She looked down at her hands, her face showing her struggle to put words to what she wanted to say.
“And it’s another thing again if the Spirit, who is a part of me and is holding us all together, is not just some impersonal force, but is a person.”
Andrew thought that over.
“Do you understand what I’m saying?” Julie asked. “When I became One, I knew something came into me—changed me—filled me. Something that was life and connectedness. I didn’t know someone had come in. But that’s what I know now.”
“You’re possessed,” Andrew said bluntly.
“We are all meant to be.”
They stared at each other.
“If you had to choose between me and . . . him? Is that the right word?”

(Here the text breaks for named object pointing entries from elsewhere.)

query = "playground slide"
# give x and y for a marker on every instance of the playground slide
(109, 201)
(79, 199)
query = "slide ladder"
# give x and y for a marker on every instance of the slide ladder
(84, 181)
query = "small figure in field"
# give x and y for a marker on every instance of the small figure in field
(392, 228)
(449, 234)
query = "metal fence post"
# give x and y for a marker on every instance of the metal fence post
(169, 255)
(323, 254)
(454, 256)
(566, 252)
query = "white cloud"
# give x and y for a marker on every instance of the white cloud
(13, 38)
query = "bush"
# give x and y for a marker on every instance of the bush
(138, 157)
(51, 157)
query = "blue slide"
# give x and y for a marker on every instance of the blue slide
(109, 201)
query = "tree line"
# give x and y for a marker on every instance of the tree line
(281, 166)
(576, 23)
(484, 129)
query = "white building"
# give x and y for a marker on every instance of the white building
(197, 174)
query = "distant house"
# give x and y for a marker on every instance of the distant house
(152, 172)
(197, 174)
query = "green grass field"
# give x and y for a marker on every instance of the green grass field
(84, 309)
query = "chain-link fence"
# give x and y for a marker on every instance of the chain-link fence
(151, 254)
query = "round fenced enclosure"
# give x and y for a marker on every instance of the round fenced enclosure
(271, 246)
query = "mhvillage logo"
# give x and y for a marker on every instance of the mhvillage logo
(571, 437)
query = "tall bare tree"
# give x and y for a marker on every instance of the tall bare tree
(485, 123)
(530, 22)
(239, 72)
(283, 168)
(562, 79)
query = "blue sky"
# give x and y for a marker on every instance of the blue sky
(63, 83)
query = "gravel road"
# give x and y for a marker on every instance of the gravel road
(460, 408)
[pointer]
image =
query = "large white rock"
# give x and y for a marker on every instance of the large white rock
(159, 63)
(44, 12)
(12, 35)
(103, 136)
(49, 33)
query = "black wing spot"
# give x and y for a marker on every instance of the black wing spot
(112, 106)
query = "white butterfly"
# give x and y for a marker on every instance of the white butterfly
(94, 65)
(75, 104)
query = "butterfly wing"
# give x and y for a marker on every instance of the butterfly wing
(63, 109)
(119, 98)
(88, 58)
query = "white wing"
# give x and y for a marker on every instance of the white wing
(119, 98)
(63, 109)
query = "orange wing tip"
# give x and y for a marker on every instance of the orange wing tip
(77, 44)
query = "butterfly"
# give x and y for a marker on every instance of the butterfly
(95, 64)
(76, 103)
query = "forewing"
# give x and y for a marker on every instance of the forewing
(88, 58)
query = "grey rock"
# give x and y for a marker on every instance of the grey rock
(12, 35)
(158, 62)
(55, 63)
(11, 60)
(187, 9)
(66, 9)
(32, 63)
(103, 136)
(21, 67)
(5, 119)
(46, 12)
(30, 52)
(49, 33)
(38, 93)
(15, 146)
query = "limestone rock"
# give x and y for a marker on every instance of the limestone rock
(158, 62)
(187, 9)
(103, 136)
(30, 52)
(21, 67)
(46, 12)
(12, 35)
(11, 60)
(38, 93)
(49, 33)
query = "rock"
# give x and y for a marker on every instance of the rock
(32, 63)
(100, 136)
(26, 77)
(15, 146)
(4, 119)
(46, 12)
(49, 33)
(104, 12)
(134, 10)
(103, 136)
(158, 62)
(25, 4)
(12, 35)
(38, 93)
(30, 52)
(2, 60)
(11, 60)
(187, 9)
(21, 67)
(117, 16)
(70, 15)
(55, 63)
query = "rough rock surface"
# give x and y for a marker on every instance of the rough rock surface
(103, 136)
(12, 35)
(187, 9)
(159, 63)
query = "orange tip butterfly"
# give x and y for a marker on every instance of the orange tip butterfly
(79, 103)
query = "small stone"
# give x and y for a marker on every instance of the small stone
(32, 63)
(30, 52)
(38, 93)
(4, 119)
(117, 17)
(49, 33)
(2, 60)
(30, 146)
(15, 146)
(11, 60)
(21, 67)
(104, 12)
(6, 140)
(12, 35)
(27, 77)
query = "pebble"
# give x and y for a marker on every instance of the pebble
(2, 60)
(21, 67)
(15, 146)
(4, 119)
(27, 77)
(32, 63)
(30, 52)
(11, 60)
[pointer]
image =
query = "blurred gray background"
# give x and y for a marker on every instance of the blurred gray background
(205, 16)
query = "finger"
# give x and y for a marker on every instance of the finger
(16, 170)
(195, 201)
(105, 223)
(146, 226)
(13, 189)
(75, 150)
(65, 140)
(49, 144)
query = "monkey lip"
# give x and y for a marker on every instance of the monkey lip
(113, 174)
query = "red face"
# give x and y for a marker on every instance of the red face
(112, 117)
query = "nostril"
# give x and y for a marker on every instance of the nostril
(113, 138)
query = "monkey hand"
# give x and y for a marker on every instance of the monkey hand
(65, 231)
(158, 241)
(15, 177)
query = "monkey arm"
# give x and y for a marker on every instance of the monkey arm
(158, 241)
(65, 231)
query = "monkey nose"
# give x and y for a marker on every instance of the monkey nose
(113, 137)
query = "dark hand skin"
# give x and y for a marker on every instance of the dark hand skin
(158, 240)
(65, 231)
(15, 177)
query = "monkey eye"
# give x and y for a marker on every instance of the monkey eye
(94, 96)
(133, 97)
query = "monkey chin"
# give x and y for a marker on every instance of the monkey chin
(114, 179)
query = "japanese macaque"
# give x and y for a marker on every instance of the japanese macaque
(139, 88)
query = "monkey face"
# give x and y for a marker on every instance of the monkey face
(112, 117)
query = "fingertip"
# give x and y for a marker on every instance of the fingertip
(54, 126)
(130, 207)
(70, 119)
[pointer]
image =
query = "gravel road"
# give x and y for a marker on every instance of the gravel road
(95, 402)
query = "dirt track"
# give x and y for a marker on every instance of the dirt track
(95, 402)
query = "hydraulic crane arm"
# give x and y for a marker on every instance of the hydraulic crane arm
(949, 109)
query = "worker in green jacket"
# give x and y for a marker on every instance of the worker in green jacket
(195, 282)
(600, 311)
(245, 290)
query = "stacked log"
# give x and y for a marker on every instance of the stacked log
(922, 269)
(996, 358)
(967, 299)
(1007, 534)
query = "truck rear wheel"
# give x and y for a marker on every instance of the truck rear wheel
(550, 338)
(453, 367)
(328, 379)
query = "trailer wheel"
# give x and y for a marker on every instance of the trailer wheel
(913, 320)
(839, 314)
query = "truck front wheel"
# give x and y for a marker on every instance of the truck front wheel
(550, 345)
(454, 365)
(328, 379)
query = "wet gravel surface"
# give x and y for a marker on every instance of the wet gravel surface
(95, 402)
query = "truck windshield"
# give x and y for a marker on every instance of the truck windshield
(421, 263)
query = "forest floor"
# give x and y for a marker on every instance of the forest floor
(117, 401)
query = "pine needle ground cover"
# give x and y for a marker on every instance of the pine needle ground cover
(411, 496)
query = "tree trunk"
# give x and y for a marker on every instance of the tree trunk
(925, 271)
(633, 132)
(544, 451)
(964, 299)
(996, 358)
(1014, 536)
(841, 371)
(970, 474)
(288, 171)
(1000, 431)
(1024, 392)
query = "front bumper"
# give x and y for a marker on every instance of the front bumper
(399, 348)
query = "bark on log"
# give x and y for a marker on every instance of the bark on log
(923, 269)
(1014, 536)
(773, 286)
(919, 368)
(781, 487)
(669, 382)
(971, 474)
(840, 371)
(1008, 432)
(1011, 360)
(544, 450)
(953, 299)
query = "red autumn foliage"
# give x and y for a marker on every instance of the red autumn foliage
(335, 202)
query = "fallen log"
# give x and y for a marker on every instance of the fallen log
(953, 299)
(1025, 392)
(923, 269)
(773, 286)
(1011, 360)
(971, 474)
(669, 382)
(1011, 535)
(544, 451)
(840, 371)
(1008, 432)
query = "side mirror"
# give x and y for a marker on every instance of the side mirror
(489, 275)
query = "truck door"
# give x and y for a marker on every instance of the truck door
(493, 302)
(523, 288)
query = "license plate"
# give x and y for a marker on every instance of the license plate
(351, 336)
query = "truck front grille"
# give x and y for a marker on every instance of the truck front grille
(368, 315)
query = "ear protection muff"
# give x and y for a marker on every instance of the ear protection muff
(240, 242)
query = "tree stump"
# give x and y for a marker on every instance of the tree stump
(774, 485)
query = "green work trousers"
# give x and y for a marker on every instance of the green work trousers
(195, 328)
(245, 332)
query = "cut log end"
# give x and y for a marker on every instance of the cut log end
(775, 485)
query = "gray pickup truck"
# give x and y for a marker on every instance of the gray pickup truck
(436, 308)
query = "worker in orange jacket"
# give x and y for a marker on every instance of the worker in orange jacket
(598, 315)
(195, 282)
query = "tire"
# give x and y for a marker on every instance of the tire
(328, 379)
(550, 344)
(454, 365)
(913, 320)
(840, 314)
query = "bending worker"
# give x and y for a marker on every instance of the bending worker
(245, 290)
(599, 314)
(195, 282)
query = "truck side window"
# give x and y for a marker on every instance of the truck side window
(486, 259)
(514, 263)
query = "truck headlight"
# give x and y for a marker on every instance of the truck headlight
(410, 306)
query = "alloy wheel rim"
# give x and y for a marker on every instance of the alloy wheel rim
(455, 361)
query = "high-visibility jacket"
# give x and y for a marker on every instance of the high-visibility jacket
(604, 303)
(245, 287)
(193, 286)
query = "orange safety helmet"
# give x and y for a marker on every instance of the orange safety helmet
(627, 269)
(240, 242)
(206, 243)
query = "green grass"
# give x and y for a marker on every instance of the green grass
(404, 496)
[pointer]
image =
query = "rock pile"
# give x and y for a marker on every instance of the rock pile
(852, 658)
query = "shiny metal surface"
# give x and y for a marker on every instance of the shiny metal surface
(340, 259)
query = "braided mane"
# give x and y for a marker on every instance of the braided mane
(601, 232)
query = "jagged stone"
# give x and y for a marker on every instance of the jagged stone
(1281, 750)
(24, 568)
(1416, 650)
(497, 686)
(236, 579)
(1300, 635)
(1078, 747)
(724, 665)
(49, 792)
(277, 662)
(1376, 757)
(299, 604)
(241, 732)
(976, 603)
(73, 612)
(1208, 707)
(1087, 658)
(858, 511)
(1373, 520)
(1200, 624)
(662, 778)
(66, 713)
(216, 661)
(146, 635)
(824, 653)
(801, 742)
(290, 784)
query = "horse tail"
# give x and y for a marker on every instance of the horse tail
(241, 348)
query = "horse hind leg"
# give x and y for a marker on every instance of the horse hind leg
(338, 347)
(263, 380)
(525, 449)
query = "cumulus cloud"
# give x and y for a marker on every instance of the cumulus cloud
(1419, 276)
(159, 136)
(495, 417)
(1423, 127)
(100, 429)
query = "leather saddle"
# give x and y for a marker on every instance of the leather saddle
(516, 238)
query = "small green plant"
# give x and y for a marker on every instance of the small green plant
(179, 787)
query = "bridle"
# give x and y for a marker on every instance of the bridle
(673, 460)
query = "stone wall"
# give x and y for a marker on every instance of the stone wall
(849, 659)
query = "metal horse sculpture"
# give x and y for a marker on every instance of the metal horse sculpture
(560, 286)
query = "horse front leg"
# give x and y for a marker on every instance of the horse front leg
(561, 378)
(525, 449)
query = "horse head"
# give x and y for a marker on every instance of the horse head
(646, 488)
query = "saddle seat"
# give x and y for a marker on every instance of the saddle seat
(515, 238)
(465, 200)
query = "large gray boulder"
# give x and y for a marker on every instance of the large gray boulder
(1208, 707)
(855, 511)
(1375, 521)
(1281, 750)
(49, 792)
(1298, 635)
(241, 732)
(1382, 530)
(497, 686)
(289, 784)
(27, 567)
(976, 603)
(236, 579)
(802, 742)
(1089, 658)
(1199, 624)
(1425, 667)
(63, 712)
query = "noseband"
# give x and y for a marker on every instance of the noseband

“‘Him’ is better than ‘it.’”
“If you had to choose between me and him, you would choose . . .”
“Him.”
“And ‘he’ is different from Jacob because . . .”
“Don’t do that, Andrew. Don’t draw that comparison.”
“I don’t know why I shouldn’t.” He sat back, his head reeling. “You are telling me that I don’t just have my wife back, I have my wife and some stranger who commands her loyalty more than I do, more than I can ever hope to, if I have to guess.”
“It’s not the same thing,” Julie said. “It’s different this time.”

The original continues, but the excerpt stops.